We were working a nice shore line in the Vero Area with nice weather. I hooked up a 4 lb. Trout and snapped a pic. Then Cast back out and hooked up the Snook. Landed and measured 25.5"; just shy of the dinner table. Then laughing I cast back out and nothing. then the next cast I hooked up again with a 6-7 lbs. red. 

From the time the first fish was boated to the picture of the last one completing the Slam was 14 minutes. And all before 9am and on about 100 ft of shore line.

I then sat down and said "Dad it's your turn; I am fulfilled for the day".
We continued to fish and I worke dthe boat for my Pops and he landed 2 reds.

Trout








Snook








Redfish









Also,
Heres a pic of a fly caught red from the weekend before.










Two great days that I am thankful that I can make it out on the water. Even better was the time spent with my dad and the laughs that were shared.


----------



## Guest (Feb 16, 2007)

Was that on the fly?  Nice job. Now get it down to ten. ;D


----------



## fatalbert43 (Dec 13, 2006)

The slam was on spinning tackle.

Also, I just had one of those adulthood revelations. I was looking at the pictures and I realized my nogin is just as big as my dads.

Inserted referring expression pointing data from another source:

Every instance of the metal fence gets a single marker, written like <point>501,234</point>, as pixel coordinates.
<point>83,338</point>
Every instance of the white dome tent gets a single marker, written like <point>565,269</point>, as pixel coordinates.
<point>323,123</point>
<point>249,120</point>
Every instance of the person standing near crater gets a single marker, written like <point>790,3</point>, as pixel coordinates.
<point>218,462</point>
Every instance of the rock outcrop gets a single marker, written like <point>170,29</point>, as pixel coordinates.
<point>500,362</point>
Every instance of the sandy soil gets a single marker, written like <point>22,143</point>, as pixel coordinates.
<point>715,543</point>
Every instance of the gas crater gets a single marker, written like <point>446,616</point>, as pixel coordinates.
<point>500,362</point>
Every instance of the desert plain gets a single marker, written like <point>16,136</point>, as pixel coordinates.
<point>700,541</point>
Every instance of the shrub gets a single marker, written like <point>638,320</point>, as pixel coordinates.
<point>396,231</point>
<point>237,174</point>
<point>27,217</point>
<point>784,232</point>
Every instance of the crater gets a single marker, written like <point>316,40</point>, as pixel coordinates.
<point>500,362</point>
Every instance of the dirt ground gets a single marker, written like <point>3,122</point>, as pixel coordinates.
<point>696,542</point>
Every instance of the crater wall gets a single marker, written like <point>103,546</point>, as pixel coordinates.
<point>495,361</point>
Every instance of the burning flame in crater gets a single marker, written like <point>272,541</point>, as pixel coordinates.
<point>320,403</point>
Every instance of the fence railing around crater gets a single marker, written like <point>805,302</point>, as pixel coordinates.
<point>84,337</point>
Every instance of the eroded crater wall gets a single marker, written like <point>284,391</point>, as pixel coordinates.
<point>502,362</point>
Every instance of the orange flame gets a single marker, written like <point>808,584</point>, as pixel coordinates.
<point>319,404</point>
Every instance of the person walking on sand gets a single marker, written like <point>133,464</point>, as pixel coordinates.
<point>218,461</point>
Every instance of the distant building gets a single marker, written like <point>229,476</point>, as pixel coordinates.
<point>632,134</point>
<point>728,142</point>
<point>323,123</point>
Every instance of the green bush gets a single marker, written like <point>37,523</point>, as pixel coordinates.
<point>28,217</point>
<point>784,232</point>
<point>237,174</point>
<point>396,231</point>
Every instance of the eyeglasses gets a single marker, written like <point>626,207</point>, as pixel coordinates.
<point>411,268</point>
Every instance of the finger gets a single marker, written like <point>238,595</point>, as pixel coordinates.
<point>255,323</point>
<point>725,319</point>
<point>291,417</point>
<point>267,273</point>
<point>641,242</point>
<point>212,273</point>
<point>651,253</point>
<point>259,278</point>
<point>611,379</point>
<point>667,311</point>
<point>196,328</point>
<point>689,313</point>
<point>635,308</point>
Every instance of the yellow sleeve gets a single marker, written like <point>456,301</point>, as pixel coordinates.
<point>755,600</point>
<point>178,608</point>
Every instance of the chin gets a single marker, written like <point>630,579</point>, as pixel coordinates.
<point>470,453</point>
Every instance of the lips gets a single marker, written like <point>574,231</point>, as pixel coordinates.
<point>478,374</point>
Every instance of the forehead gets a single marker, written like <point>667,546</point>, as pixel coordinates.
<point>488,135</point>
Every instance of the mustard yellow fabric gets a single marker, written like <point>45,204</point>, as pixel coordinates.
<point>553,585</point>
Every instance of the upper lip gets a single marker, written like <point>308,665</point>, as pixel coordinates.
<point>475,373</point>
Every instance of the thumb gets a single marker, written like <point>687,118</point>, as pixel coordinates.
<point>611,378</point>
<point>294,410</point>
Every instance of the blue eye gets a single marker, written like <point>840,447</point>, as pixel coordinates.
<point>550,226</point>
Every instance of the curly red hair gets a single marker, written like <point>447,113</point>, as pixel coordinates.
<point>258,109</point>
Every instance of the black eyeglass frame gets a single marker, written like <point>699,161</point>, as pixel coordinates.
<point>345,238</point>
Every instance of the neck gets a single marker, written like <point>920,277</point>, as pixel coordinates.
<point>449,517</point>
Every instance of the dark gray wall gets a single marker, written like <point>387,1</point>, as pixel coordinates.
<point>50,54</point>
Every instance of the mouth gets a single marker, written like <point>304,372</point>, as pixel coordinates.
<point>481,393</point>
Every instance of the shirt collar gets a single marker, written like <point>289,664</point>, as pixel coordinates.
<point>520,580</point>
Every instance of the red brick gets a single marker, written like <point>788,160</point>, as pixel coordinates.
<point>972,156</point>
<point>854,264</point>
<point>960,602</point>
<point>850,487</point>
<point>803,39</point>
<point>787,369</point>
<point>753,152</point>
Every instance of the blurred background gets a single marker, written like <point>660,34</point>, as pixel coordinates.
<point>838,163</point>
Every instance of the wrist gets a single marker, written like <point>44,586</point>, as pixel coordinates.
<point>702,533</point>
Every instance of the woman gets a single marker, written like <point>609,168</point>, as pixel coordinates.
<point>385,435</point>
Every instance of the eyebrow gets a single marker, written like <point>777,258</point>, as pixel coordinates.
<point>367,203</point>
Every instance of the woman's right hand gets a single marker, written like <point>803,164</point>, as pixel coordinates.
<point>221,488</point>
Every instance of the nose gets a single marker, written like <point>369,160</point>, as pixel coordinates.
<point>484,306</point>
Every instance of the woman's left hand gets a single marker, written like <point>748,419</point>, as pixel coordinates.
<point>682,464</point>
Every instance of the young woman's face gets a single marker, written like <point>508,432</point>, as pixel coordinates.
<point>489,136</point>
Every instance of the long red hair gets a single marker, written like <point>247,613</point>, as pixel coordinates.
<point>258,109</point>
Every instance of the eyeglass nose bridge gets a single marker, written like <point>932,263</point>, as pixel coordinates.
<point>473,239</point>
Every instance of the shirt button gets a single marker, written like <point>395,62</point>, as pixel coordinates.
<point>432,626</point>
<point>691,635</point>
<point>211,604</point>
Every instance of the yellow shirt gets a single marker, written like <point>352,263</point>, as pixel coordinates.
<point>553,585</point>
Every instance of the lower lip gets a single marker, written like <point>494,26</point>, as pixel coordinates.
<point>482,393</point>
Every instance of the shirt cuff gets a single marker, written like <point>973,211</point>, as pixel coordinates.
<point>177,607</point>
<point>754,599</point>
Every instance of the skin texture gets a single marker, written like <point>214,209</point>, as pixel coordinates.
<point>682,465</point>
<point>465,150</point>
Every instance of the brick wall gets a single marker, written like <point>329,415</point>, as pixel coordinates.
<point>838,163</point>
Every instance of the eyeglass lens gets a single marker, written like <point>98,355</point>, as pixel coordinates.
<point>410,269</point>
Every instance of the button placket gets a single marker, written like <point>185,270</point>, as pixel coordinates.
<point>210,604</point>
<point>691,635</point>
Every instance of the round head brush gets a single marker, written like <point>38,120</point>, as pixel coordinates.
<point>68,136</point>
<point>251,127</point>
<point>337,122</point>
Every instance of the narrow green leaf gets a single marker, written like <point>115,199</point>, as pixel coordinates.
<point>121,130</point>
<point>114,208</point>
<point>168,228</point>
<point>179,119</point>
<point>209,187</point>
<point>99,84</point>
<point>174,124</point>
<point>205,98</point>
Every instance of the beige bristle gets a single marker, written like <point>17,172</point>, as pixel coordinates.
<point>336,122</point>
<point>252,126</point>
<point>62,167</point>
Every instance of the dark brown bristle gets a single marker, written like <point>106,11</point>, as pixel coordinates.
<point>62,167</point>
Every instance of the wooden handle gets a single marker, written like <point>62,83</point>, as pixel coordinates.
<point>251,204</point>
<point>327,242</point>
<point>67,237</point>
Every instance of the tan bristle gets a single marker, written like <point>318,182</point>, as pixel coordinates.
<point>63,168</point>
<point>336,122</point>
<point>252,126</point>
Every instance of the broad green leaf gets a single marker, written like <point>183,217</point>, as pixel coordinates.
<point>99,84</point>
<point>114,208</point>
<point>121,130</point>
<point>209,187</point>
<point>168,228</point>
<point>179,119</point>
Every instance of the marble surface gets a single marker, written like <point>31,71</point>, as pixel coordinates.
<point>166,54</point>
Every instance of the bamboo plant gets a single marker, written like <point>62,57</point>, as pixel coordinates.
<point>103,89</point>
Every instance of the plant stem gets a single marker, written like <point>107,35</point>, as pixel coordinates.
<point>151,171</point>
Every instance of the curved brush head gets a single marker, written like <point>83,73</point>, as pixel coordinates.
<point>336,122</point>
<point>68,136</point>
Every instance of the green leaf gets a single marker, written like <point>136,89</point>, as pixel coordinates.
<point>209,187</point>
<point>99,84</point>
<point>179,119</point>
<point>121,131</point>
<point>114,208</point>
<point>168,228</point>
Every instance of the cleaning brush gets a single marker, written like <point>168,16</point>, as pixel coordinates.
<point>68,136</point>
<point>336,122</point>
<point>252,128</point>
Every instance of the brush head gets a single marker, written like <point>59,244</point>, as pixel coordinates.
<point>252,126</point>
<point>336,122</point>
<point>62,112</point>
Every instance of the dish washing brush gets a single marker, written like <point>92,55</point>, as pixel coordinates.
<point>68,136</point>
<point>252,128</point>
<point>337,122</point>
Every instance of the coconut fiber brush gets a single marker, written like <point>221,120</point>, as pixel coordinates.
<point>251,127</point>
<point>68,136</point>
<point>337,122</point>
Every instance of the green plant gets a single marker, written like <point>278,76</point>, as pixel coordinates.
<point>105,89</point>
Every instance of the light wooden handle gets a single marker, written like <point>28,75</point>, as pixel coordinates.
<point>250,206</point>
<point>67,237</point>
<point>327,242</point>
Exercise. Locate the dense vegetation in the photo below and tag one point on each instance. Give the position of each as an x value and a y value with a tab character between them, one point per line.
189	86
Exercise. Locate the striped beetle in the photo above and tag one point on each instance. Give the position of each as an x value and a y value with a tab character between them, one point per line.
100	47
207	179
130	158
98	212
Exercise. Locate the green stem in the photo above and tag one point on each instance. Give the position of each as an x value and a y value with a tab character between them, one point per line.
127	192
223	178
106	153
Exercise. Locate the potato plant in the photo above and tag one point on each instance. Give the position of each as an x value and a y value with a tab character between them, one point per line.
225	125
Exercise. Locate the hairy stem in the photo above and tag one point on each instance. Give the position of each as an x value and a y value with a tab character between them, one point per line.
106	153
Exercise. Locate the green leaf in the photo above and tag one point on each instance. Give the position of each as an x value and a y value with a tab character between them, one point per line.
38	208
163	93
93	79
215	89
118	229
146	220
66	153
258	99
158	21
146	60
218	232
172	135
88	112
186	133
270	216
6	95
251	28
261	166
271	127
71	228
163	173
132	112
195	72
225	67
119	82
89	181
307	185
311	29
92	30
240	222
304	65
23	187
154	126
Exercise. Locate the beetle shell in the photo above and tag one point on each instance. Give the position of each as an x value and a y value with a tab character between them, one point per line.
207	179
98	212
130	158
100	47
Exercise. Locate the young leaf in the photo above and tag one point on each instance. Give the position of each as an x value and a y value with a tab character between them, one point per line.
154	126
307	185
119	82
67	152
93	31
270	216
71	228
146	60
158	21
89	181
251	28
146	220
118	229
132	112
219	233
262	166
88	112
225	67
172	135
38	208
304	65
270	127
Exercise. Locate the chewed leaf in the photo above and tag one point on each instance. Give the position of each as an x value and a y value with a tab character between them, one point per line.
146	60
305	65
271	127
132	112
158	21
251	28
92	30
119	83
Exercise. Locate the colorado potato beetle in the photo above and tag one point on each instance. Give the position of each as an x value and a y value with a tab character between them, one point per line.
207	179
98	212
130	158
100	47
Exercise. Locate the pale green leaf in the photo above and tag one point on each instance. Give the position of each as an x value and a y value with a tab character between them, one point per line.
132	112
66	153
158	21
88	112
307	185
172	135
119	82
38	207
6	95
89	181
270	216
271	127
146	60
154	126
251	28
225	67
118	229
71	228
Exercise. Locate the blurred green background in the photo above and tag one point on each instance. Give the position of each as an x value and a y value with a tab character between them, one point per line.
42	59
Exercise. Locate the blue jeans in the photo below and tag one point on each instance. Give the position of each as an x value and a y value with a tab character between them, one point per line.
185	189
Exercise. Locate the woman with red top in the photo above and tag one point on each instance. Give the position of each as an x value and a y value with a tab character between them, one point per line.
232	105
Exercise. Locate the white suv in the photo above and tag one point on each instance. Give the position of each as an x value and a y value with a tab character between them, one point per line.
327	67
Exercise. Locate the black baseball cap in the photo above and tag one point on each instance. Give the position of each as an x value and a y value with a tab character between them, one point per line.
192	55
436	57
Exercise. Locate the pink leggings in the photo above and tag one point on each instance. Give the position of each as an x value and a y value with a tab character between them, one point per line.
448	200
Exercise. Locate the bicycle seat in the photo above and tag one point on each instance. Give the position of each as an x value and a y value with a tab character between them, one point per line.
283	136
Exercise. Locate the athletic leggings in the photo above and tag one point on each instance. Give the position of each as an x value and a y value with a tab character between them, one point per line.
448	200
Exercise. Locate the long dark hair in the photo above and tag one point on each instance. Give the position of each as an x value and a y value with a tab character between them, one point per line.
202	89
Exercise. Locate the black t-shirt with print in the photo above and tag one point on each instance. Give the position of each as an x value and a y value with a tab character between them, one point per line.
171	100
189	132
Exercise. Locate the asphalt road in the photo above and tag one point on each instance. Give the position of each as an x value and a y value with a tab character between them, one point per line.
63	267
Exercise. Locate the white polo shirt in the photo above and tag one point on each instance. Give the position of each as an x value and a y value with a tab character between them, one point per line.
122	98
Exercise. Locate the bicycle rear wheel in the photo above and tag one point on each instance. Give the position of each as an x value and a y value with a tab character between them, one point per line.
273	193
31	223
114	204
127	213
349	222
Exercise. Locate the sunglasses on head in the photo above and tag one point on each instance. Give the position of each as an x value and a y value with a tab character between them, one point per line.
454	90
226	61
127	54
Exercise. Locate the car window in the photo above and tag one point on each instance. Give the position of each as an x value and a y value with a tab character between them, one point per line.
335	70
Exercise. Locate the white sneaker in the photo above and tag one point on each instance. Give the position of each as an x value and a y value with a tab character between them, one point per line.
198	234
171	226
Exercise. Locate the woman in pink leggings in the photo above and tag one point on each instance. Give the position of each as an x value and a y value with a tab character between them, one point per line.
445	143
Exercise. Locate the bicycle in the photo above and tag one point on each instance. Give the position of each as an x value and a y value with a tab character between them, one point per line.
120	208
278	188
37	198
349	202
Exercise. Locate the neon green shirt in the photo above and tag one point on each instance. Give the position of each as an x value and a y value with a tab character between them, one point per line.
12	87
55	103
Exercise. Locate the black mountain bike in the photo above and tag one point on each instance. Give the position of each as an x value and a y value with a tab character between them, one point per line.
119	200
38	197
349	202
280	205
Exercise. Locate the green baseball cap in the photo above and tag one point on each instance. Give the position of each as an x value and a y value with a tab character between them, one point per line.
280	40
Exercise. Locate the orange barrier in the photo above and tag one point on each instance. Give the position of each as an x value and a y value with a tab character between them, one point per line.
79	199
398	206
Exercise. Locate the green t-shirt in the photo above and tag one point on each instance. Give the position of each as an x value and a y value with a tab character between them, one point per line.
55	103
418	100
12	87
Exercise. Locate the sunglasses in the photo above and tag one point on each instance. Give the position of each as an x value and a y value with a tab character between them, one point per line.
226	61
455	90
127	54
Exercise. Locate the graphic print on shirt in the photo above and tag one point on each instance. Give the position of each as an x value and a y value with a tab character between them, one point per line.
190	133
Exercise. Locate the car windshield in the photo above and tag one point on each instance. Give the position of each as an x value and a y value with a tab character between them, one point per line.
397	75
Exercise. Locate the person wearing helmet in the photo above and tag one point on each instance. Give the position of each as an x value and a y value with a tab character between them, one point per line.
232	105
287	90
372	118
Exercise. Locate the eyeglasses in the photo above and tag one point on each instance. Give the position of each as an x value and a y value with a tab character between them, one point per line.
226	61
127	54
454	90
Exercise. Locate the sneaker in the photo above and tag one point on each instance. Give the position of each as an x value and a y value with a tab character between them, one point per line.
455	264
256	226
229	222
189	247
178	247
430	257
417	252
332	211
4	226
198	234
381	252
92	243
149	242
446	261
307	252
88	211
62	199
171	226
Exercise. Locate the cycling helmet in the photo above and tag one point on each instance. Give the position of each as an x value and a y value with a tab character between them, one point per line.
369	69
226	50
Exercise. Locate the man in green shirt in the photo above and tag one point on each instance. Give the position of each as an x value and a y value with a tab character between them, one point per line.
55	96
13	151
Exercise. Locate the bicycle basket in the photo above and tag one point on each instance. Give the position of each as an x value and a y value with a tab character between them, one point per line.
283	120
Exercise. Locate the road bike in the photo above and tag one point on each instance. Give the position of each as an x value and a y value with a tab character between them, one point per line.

Wow, realizing your turning into your parents............................I gotta go lay down now.


----------



## tom_in_orl (Dec 9, 2006)

15 minutes [smiley=frustrated.gif]

Did you really say 15 minutes [smiley=frustrated.gif] [smiley=frustrated.gif]

Awesome report


----------



## brew1891 (Dec 10, 2006)

I think I recognize that last picture ;D

remind me to give you a UF hat next time i see you so you dont ruin all your pictures!


----------



## phishphood (Dec 15, 2006)

If you can't do any better than that, I'd find a new place to post. The standards are pretty high around
here since we all get a slam every trip. Like slamming my finger in the truck door or with a hatch lid.

Awesome job and having your Dad on board makes it even sweeter. Mine still likes to go, but he's pretty much
past his fishing prime. Enjoy it while you can.


----------



## Apollobeachsam (Dec 14, 2006)

very nice.. 15min, the bite must have been on fire.


----------



## fatalbert43 (Dec 13, 2006)

> I think I recognize that last picture ;D
> 
> remind me to give you a UF hat next time i see you so you dont ruin all your pictures!


I'll take that hat . I need something to wipe the fish slime off my hands with! ;D ;D ;D ;D ;D ;D


----------